I suspect Harvey is more interested in making his ISJAM point (I’m Smart Just Ask Me) than avoiding the pain of a recession. This makes him no different than New York Times economic pundit Paul Krugman, who predicted right after (and because of) Trump’s election a “global recession with no end in sight.” While everyone keeps working and investing, Krugman keeps wishing and hoping for a recession:
February 2019 – “[I expect] a global recession this year [and] we don’t have an effective response”
April 2019 – “A pretty good chance of a recession sometime in the next year”
August 2019 – “Why Was Trumponomics a Flop?”
August 2019 – “From Trump Boom to Trump Gloom”
September 2019 – “Trumpism Is Bad for Business”
October 2019 – “Here Comes the Trump Slump”
October 2019 – “The Day the Trump Boom Died”
Somebody at The Times needs to point out Krugman’s obvious bias toward President Trump. Like a breath mint offered in self defense, constructive criticism is more than a hint. Mr. Krugman, who studied at Yale and MIT, should know better than to turn his science (economics) into the dark arts of being the smartest guy in the room: he would rather be right about the iceberg’s damage to the Titanic than comfortably finish the voyage to New York.
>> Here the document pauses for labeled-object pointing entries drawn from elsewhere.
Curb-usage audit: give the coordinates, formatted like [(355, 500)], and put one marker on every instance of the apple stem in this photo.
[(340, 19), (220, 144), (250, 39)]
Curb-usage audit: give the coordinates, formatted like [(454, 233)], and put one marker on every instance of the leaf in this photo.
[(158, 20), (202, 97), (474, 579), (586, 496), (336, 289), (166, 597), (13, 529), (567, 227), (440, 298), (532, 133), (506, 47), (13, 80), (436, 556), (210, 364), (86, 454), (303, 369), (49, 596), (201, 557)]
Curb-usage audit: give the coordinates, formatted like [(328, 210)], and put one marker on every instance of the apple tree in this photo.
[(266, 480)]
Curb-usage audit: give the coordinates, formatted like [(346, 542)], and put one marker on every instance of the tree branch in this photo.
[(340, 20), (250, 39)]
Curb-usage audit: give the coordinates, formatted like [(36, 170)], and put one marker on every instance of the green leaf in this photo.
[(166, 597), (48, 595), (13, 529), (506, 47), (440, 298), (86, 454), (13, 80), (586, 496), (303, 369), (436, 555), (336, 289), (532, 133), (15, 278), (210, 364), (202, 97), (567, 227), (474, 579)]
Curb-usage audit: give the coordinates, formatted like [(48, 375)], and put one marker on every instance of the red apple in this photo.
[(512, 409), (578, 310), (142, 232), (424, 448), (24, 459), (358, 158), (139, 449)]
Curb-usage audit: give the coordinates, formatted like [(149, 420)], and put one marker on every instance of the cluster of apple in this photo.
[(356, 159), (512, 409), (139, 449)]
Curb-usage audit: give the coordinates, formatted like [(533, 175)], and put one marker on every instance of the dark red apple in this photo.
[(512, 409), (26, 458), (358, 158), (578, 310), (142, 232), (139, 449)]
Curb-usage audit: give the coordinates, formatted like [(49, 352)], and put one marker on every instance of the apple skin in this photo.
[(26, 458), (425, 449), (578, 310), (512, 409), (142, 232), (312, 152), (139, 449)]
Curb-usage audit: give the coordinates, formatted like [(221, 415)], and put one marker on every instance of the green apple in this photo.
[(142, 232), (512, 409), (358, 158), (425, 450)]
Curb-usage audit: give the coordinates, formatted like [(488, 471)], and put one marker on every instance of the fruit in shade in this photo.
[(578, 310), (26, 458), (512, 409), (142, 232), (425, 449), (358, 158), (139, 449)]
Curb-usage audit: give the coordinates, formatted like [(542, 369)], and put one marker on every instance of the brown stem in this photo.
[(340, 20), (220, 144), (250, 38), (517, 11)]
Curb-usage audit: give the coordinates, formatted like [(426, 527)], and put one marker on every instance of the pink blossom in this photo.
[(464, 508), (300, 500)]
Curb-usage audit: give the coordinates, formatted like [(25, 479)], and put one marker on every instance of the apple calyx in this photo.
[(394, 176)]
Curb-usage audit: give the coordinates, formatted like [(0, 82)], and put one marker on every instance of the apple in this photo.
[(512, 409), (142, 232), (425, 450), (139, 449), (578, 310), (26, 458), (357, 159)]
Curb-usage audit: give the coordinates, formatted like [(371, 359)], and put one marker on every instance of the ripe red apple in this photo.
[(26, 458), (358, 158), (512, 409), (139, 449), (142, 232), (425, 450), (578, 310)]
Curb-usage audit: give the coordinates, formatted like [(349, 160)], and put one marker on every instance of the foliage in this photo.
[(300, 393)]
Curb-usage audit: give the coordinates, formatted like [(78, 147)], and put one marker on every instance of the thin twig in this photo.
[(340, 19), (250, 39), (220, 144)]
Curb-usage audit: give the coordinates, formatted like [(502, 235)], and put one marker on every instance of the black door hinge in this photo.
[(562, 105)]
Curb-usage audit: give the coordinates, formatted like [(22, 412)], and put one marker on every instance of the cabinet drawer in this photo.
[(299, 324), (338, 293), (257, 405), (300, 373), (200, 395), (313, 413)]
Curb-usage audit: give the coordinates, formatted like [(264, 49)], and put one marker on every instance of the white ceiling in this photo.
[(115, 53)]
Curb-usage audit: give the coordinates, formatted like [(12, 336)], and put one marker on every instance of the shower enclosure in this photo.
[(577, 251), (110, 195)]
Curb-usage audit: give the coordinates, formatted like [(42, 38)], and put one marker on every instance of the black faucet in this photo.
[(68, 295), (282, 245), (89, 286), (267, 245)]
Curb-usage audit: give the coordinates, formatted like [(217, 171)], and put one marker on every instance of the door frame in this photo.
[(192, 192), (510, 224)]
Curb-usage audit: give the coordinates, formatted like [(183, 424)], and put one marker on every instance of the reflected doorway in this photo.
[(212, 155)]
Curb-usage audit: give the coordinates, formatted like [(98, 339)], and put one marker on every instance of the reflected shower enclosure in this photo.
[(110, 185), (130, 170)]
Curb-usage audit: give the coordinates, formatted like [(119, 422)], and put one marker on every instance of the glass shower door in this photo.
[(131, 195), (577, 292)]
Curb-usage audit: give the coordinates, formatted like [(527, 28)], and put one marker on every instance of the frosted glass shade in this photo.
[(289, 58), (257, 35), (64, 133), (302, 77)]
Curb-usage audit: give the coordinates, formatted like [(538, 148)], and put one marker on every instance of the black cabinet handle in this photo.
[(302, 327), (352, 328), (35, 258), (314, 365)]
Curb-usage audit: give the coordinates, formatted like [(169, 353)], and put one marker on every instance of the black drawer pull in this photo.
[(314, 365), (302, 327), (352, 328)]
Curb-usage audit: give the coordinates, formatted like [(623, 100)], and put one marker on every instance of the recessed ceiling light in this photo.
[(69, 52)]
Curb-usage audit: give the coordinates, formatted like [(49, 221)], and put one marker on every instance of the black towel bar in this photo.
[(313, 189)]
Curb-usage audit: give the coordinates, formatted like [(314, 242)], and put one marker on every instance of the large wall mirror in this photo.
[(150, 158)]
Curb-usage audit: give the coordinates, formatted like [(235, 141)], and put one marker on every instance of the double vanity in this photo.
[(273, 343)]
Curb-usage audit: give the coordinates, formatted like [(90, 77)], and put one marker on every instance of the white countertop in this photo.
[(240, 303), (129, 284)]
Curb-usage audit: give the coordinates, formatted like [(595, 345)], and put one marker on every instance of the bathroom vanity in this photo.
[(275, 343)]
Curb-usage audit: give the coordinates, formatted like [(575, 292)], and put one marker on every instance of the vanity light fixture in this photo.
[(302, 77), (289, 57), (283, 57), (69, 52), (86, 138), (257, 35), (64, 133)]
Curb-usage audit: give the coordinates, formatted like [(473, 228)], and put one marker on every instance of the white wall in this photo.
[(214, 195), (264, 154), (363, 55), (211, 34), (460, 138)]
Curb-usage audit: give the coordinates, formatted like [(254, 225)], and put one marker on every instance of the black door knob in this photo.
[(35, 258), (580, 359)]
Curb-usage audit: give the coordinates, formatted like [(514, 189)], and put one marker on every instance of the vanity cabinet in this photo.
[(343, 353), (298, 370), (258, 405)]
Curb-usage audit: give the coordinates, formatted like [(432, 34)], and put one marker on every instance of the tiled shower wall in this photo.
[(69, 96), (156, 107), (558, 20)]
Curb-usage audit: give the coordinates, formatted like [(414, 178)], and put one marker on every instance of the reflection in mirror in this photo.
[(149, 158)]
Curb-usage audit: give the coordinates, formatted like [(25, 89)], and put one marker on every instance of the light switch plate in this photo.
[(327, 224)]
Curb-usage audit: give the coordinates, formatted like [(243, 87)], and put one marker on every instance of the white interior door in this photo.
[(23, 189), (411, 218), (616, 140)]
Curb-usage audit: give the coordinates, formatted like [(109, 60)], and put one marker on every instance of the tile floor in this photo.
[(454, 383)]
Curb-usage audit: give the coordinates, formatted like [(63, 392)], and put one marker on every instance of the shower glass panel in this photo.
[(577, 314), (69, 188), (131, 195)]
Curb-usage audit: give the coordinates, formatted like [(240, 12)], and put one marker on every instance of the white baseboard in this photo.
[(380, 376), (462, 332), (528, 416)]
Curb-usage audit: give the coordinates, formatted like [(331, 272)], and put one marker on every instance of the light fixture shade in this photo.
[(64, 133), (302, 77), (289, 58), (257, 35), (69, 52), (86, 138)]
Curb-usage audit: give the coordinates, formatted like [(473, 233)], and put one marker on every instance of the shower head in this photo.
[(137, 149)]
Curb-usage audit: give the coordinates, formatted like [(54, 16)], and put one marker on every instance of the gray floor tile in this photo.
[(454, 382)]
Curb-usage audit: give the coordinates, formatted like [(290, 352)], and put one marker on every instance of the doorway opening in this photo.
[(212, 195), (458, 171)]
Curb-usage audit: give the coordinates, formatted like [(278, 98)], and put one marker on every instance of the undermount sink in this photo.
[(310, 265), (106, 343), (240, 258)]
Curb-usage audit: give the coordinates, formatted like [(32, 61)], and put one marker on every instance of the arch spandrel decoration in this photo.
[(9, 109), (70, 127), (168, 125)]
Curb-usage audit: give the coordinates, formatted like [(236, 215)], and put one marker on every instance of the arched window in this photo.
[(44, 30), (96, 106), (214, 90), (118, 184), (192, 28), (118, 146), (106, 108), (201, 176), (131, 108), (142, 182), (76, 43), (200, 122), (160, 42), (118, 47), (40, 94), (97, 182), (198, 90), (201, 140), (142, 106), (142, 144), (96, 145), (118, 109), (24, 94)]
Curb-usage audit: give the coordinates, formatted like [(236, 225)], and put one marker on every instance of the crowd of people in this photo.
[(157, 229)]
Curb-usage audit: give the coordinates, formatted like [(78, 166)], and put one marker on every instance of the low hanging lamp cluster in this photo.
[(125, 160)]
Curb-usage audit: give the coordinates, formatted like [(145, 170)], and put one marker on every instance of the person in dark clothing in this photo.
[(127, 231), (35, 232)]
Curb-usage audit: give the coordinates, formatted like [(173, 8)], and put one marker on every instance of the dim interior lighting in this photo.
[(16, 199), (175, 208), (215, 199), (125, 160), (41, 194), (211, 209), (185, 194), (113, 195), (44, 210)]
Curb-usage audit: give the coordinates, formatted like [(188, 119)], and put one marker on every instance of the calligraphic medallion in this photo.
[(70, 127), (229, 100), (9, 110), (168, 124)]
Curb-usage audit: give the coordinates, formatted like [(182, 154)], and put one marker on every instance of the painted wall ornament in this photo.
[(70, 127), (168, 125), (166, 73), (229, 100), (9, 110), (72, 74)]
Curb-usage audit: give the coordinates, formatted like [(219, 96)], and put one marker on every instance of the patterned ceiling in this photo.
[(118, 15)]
His is a thinking trap – when the more likely scenario is (1) Obama kept economic growth for too long muzzled, (2) pent-up demand hit unseen levels, (3) lower taxes and de-regulation unleashed investors and consumers, and (4) Americans had/have a lot of economic “catching up” to do. As for Mr. Krugman, one day he will be right about a recession – – and you can bet he’ll claim he knew it all along!